WNC’s scenic trout waters have been in the news a lot this summer. Rightly lots of attention has gone to the fatalities at these places, especially the waterfall tragedies. Recently spills at the North Toe River and the Spruce Pine River has raised grave concern in a state that has done a pretty good job of hanging its hat on trout fishing.
Last week Spruce Pine River near the small western North Caroline Mitchell County town of Spruce Pine and the North Toe River, which serves as a drinking water source and a major hub of outdoor recreation for fishing, swimming, wading and summertime cooling down, has been hit by two hazardous sewage spills.
The annual Spruce Pine Barbecue and Bluegrass Festival, a fundraiser for the town’s Rotary Club, got off to a shaky start that Friday morning.
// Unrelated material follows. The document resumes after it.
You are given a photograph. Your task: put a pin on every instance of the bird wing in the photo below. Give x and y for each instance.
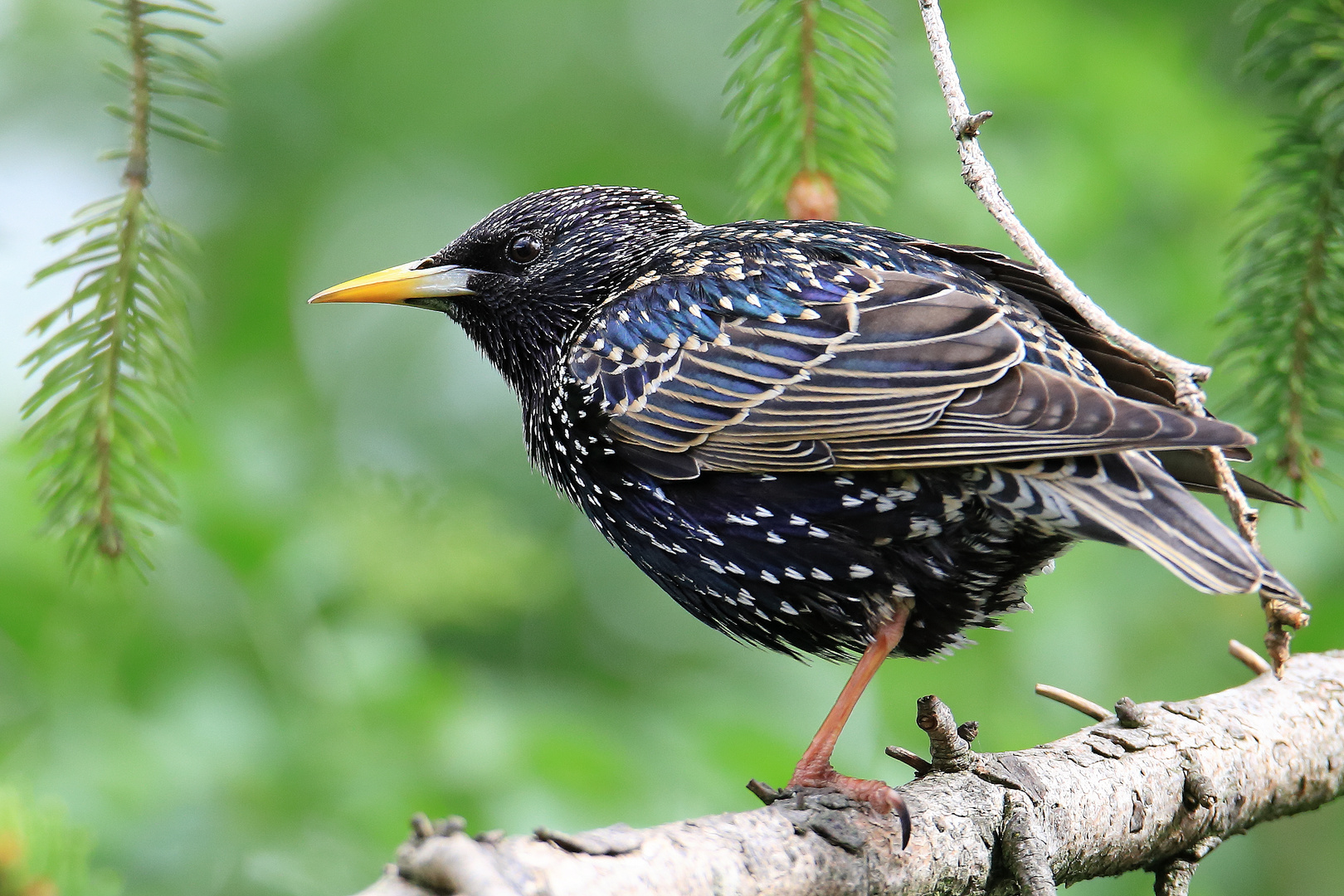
(782, 363)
Tents, bouncy houses, and music stages were going up in Riverside Park along the North Toe River, which had been closed since Wednesday after 20,000 gallons of raw sewage spilled into the river just upstream of the park. The duckie race had to be canceled, as well as scheduled tubing trips, said Tina White, with the Rotary Club.
But a last-minute reprieve came as fecal coliform bacteria test results were received just after 3 p.m. Friday by N.C. Department of Environmental Quality’s Water Resources Division. Zan Price, the agency's assistant regional supervisor for water quality operations in Asheville, said the river’s bacteria levels were below the state standard of 200 units of fecal coliform per 100 milliliters of water.
The town on Tuesday discovered a broken collection system pipe for their municipal wastewater treatment system at the sanitary sewer line crossing of Beaver Creek, a tributary of the North Toe River, Price said.
Mitchell County’s health department posted on Wednesday a recreational use advisory for the park and areas immediately downstream, warning that high bacteria levels made it unsafe for swimming and wading.
The spill occurred when a terra cotta pipe broke, spilling into Beaver Creek, which washed into the North Toe, a source of drinking water for the town, Spruce Pine Town Manager Richard Canipe said. The spill occurred downstream from the intake valve, so it did not affect the water supply.
The North Toe River in Spruce Pine was reopened to the public Friday afternoon following a closure due to a town sewage spill Tuesday. The leak of 20,000 gallons occurred upstream from Riverside Park.